Jupyter environment detected. Enabling Open3D WebVisualizer.
[Open3D INFO] WebRTC GUI backend enabled.
[Open3D INFO] WebRTCWindowSystem: HTTP handshake server disabled.


### Step 1: Define variables and configuration files

In [2]:
# input data: sample of lake change data from Ingmar
#input = '/home/pdg/data/nitze_lake_change/data_sample_2022-09-09/32607/05_Lake_Dataset_Raster_02_final/lake_change.gpkg'
base_dir = Path('/home/pdg/data/nitze_lake_change/data_sample_2022-09-09')
subdirs = ['32607', '32608', '32609']
filename = 'lake_change.gpkg'
# to define each .gpkg file within each UTM subdir as a string representation with forward slashes, use as_posix() for each iteration
# of base_dir + filename. The ** represents that any subdir string can be present between the base_dir and the filename, meaning I do not
# think that we needed to create the object subdirs above
data_paths = [p.as_posix() for p in base_dir.glob('**/' + filename)]

#workflow_config = '/home/jcohen/lake_change_sample/ingmar-config.json'
workflow_config = {
    'simplify_tolerance': 0.0001,
    'tms_id': 'WorldCRS84Quad',
    'z_range': (0, 11),
    'tile_size': (256, 256),
    'statistics': [
        {
            'name': 'polygon_count',
            'weight_by': 'count',
            'property': 'centroids_per_pixel',
            'aggregation_method': 'sum',
            'resampling_method': 'sum',
            'val_range': [0, None],
            'nodata_val': 0,
            'nodata_color': '#ffffff00',
            'palette': ['#d9c43f', '#d93fce']
        },
        {
            'name': 'coverage',
            'weight_by': 'area',
            'property': 'area_per_pixel_area',
            'aggregation_method': 'sum',
            'resampling_method': 'average',
            'val_range': [0, 1],
            'nodata_val': 0,
            'nodata_color': '#ffffff00',
            'palette': ['#d9c43f', '#d93fce']
        }
    ],
    'deduplicate_at': ['raster'],
    'deduplicate_method': 'neighbor',
    'deduplicate_keep_rules': [['staging_filename', 'larger']],
    'deduplicate_overlap_tolerance': 0.1,
    'deduplicate_overlap_both': False,
    'deduplicate_centroid_tolerance': None
}

# How above config differs from ingmar-config.json:
# z_range is in () instead of []

logging_config = '/home/jcohen/lake_change_sample/logging.json'

# not batching in this script so don't need to define the following
# the following values are the defaults in the custom function `run_pdg_workflow()`
#batch_size_staging=1
#batch_size_rasterization=30
#batch_size_3dtiles=20
#batch_size_parent_3dtiles=500
#batch_size_geotiffs=200
#batch_size_web_tiles=200

# track events that happen as software is executed, helpful for debugging, this came from StagedTo3DConverter.py
logger = logging.getLogger(__name__)

In [3]:
# see data paths
data_paths

['/home/pdg/data/nitze_lake_change/data_sample_2022-09-09/32609/05_Lake_Dataset_Raster_02_final/lake_change.gpkg',
 '/home/pdg/data/nitze_lake_change/data_sample_2022-09-09/32608/05_Lake_Dataset_Raster_02_final/lake_change.gpkg',
 '/home/pdg/data/nitze_lake_change/data_sample_2022-09-09/32607/05_Lake_Dataset_Raster_02_final/lake_change.gpkg']

In [4]:
def setup_logging(log_json_file):
    """
    Setup logging configuration
    """
    with open(log_json_file, 'r') as f:
        logging_dict = json.load(f)
    logging.config.dictConfig(logging_dict)
    return logging_dict

# if __name__ == "__main__":

#     parser = argparse.ArgumentParser(
#         description='Run the PDG visualization workflow.')
#     parser.add_argument('-c', '--config',
#                         help='Path to the pdg-viz configuration JSON file.',
#                         default='config.json',
#                         type=str)
#     parser.add_argument('-l', '--logging',
#                         help='Path to the logging configuration JSON file.',
#                         default='logging.json',
#                         type=str)
#     args = parser.parse_args()

logging_dict = setup_logging(logging_config)
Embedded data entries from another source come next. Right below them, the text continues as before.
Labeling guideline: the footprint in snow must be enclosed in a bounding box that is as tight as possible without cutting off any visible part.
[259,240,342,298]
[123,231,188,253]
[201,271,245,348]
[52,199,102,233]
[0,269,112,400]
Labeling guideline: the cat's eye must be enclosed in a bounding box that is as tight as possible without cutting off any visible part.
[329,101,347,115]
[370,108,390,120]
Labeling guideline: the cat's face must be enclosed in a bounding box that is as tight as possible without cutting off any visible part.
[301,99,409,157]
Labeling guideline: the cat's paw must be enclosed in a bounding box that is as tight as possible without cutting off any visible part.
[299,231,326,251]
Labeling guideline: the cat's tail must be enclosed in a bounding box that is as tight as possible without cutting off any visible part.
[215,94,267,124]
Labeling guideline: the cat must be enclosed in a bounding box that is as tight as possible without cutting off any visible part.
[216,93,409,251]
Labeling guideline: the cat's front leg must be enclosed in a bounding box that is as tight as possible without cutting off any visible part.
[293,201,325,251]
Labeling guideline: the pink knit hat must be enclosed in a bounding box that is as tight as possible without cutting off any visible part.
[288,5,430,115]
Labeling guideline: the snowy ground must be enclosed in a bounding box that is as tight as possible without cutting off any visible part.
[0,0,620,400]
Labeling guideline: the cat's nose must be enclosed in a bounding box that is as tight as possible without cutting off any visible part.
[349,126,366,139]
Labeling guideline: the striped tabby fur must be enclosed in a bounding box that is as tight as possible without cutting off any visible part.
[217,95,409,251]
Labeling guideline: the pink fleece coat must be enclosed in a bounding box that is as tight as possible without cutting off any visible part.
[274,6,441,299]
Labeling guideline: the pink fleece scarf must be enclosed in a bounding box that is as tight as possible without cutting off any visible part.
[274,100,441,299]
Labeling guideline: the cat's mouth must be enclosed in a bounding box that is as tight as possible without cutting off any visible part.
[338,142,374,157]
### Step 2: define custom class and methods to be used throughout workflow

##### Define a class that orchestrates viz-3dtiles classes and communicates information between them

- `__init__` is used to create an object from a class, it is only used within classes
- using `__init__` is the "constructor method" that is derived from C++ and Java
- functions defined within a class are called methods
- using `__init__` results in the methods being automatically applied to any object that is created of the class `StagedTo3DConverter`
- essentially, this means that when an object of class `StagedTo3DConverter` is created, the configuration .json file is automatically applied to that object
- the methods that are defined after this initiation happens do not automatically occur, they must be deliberately applied, which we do later in the workflow by running `class.method()` to create the ceisum 3d files from the satged directory

In [5]:
class StagedTo3DConverter():
    """
        Processes staged vector data into Cesium 3D tiles according to the
        settings in a config file or dict. This class acts as the orchestrator
        of the other viz-3dtiles classes, and coordinates the sending and
        receiving of information between them.
    """

    def __init__(
        self,
        config
    ):
        """
            Automatically initialize the StagedTo3DConverter class by appying the configuration when an object of that class is created.

            Parameters
            ----------
            self : need to explicitly state this parameter to pass any newly created object of class StagedTo3DConverter to the other paraneter (config)
                this is a python syntax requirement in order for the object to persist of this class

            config : dict or str
                A dictionary of configuration settings or a path to a config
                JSON file. (See help(pdgstaging.ConfigManager))

            Notes
            ----------
            - this function does not do the staging or tiling steps
        """

        self.config = pdgstaging.ConfigManager(config)
        self.tiles = pdgstaging.TilePathManager(
            **self.config.get_path_manager_config())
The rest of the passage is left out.